Global liquidity rules require banks to hold enough easy-to-sell, high-quality assets to cover lending outflows for about a month in a severe stress scenario. They matter because they influence bank safety, lending capacity and profitability — tougher rules can reduce bank profit margins, while softer rules can allow banks to earn higher returns by holding a wider range of assets.

Global regulators recently softened proposed liquidity rules so banks can hold more assets that pay higher returns (for example, shares and corporate bonds).
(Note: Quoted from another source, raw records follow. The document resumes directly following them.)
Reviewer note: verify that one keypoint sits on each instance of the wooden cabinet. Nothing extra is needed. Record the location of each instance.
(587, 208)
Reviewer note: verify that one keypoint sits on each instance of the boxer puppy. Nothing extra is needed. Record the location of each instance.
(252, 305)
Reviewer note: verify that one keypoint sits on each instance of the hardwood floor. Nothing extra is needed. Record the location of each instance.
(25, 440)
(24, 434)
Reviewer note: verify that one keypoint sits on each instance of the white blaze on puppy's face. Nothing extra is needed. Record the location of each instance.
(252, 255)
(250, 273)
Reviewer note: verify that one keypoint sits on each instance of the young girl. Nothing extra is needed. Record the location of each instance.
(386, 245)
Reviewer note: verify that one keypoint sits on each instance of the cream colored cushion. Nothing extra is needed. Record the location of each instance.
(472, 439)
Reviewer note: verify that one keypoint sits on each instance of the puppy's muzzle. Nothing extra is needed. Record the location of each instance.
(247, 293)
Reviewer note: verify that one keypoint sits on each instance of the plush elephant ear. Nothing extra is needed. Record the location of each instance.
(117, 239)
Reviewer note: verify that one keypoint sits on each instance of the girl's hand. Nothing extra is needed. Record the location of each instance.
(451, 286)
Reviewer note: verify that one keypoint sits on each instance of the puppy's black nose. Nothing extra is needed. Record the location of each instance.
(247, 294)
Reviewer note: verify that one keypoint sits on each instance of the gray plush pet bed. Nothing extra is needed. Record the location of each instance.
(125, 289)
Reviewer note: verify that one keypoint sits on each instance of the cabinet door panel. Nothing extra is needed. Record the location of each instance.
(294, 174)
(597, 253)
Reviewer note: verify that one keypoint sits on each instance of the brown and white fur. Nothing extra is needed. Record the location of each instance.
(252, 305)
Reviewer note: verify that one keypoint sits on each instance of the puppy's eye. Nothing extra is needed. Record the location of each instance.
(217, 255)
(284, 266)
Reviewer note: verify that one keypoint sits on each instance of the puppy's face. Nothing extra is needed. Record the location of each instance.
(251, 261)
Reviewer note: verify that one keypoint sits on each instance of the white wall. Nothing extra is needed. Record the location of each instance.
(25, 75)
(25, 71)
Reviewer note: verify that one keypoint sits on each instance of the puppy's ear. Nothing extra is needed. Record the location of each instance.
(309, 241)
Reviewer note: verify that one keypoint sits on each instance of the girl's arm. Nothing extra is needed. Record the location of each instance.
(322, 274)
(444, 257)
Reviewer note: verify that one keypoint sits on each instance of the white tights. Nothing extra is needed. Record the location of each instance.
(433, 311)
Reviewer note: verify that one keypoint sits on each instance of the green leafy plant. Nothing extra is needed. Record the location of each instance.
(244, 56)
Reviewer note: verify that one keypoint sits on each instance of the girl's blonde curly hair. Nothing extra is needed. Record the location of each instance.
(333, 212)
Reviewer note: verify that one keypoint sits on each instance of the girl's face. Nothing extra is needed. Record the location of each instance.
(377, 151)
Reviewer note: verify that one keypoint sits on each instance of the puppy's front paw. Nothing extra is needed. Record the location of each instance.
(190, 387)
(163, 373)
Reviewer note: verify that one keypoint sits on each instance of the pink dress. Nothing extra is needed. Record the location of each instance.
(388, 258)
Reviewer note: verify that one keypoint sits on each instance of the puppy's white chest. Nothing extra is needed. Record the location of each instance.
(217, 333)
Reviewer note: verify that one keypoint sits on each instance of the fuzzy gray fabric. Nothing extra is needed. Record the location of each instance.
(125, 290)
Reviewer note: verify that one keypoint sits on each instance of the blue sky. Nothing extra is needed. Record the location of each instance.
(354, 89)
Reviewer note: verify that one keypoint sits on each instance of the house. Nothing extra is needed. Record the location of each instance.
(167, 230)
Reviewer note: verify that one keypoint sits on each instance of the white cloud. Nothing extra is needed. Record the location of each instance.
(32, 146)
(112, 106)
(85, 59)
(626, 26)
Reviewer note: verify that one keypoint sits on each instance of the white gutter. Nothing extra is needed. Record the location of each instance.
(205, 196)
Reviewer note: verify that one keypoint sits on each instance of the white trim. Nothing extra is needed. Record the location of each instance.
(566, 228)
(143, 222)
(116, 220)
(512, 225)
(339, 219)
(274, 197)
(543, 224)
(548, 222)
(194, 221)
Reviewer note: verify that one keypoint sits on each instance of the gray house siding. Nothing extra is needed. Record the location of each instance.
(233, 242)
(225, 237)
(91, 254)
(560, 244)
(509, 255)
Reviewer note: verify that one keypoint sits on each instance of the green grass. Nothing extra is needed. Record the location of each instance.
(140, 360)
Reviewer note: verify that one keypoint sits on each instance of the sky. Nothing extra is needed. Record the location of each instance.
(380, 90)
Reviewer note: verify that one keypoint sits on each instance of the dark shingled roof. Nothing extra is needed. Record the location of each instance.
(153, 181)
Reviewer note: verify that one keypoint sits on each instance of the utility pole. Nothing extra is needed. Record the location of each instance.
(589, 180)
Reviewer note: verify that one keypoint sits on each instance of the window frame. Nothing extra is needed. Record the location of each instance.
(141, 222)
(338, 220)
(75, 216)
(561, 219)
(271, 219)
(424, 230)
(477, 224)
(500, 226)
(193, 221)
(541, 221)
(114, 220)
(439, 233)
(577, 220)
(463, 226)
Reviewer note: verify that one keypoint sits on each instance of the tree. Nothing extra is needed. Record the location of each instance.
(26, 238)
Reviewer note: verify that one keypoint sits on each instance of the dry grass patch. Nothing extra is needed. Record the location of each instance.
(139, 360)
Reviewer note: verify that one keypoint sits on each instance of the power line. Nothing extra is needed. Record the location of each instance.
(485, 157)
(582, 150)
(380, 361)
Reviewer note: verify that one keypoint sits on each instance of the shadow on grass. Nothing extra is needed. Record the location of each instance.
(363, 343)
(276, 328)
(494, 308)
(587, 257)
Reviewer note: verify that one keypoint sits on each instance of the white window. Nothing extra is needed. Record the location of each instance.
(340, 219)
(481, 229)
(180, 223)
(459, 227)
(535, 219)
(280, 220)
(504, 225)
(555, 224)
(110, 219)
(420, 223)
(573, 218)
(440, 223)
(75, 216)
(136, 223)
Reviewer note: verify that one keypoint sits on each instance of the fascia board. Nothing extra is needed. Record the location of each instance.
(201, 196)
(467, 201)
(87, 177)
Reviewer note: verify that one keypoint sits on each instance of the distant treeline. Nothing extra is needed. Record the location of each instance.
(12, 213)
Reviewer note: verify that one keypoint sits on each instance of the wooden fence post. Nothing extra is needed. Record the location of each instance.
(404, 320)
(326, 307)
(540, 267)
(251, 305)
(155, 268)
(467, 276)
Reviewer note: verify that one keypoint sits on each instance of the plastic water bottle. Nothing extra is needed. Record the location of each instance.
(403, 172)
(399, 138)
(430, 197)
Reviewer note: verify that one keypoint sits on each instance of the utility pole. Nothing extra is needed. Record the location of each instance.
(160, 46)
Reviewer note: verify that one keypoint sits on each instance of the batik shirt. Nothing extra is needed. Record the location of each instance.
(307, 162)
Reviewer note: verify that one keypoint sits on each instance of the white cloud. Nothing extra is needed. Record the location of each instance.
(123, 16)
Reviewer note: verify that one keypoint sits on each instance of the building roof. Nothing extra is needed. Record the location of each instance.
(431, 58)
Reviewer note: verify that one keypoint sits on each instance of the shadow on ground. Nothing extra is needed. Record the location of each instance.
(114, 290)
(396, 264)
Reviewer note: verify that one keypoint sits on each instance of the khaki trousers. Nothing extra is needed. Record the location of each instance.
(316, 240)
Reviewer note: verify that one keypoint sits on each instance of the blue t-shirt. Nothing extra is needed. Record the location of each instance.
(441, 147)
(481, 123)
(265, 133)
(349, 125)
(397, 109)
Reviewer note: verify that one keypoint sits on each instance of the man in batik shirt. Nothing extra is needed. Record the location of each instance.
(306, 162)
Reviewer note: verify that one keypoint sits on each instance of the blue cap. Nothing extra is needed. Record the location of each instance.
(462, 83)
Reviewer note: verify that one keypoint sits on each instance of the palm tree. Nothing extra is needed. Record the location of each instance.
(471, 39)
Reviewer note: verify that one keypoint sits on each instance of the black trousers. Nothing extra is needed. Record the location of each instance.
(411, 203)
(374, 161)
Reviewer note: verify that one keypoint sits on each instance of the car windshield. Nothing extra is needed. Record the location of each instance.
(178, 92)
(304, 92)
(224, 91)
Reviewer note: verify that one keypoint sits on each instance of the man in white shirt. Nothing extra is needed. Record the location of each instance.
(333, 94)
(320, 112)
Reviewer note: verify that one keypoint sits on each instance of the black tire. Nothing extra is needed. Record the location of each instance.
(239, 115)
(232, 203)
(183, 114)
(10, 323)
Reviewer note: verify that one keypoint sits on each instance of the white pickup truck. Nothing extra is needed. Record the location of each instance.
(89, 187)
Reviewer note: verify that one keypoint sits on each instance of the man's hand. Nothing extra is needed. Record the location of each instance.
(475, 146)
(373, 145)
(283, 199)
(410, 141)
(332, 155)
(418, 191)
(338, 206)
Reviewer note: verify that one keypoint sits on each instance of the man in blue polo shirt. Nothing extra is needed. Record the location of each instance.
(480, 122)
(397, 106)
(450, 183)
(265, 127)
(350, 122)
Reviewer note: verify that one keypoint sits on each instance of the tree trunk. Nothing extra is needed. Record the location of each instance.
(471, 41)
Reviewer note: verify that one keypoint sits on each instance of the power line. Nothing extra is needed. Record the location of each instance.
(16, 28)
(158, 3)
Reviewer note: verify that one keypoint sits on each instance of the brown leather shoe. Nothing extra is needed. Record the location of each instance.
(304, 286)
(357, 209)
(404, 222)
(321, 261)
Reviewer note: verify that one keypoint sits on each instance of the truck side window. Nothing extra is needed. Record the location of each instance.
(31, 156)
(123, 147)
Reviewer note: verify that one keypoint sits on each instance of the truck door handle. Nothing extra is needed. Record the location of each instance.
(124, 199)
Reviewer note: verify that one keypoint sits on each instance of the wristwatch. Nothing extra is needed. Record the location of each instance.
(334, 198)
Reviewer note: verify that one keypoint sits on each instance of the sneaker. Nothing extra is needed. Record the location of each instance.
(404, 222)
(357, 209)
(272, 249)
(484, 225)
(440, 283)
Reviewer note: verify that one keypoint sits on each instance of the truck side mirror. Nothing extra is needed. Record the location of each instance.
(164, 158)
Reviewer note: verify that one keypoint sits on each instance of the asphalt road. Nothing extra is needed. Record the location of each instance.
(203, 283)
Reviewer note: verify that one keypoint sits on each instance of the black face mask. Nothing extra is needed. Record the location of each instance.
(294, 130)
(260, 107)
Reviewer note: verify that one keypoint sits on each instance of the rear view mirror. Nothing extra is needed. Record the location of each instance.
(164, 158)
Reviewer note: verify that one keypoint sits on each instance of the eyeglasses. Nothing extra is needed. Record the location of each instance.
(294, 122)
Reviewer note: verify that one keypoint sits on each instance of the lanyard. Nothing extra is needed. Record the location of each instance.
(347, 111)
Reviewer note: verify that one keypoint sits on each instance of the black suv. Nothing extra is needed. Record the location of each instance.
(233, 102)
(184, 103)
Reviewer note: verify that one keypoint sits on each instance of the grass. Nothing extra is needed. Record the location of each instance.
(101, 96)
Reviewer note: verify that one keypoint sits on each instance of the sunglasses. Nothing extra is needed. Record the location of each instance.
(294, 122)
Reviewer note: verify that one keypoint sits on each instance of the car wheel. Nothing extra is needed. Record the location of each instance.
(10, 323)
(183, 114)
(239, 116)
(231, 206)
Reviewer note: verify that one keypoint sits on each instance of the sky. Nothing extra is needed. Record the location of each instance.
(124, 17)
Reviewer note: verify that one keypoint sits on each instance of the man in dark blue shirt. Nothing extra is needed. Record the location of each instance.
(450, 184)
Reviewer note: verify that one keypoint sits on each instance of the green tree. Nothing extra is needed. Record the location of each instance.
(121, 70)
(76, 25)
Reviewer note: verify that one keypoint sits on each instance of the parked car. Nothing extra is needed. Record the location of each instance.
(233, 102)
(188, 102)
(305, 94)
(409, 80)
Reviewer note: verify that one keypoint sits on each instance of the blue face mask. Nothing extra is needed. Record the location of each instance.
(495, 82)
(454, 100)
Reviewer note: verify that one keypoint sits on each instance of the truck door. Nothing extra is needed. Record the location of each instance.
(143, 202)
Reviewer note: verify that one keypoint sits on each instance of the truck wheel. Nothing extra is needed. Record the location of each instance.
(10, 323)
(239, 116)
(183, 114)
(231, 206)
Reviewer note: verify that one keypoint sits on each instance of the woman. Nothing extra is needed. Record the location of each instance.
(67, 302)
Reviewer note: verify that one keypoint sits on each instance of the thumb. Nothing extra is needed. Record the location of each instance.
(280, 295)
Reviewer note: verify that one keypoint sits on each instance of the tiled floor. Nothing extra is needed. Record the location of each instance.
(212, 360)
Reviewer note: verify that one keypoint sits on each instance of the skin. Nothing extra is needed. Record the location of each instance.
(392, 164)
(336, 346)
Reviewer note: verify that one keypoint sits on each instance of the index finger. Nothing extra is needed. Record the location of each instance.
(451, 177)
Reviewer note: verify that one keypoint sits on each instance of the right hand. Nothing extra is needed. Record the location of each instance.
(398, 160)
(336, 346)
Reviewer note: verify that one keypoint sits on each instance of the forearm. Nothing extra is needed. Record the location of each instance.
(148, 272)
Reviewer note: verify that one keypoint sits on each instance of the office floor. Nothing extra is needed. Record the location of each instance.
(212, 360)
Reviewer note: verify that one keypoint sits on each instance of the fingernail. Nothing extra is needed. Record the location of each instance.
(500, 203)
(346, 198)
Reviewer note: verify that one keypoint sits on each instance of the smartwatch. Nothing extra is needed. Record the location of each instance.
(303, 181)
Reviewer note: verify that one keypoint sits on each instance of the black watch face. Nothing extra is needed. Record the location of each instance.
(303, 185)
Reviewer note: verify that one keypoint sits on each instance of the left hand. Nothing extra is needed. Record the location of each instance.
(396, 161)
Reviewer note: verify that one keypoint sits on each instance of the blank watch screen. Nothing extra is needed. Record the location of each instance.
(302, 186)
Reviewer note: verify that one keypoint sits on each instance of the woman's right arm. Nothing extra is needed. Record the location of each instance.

If APRA follows this softer approach, Australian banks could potentially boost profit margins by investing more free cash in higher‑return assets instead of only top-rated government bonds.

APRA has the final say on how global liquidity rules are applied in Australia. While global regulators set international guidance, APRA reviews those changes locally and decides whether to adopt softer or stricter rules — and it’s known for taking a conservative approach to bank regulation.

Australian banks could have struggled because there’s a relatively low supply of government bonds in Australia. The original rules emphasized holding top-rated government bonds as high-quality liquid assets, making it harder for local banks to meet the target without alternative support.

The Reserve Bank said it would offer banks a facility giving them access to high‑quality assets to help meet liquidity targets. If APRA relaxes rules in line with the global softening, banks may have less need to use the Reserve Bank’s facility because they could hold other attractive assets like shares and corporate bonds.

The article notes regulators phased the reforms in more slowly after concerns they could crimp lending and strangle recoveries overseas. A softer liquidity regime could make it easier for banks to satisfy requirements without holding only low‑yield government bonds, which may reduce pressure on profit margins and could influence lending decisions — but APRA will balance stability and economic effects when deciding.

Steven Munchenberg, chief executive of the Australian Bankers Association, said the changes appear positive and could make it easier for local banks to meet liquidity rules if APRA adopts them. He also warned against moving out of step with the rest of the world, stressing a balance between strong liquidity and international alignment.

Global regulators indicated the reforms would be phased in more slowly over four years to 2019. For everyday investors, that means any material effects on bank balance sheets, lending practices or profit margins are likely to unfold gradually as regulators and APRA consider and implement changes.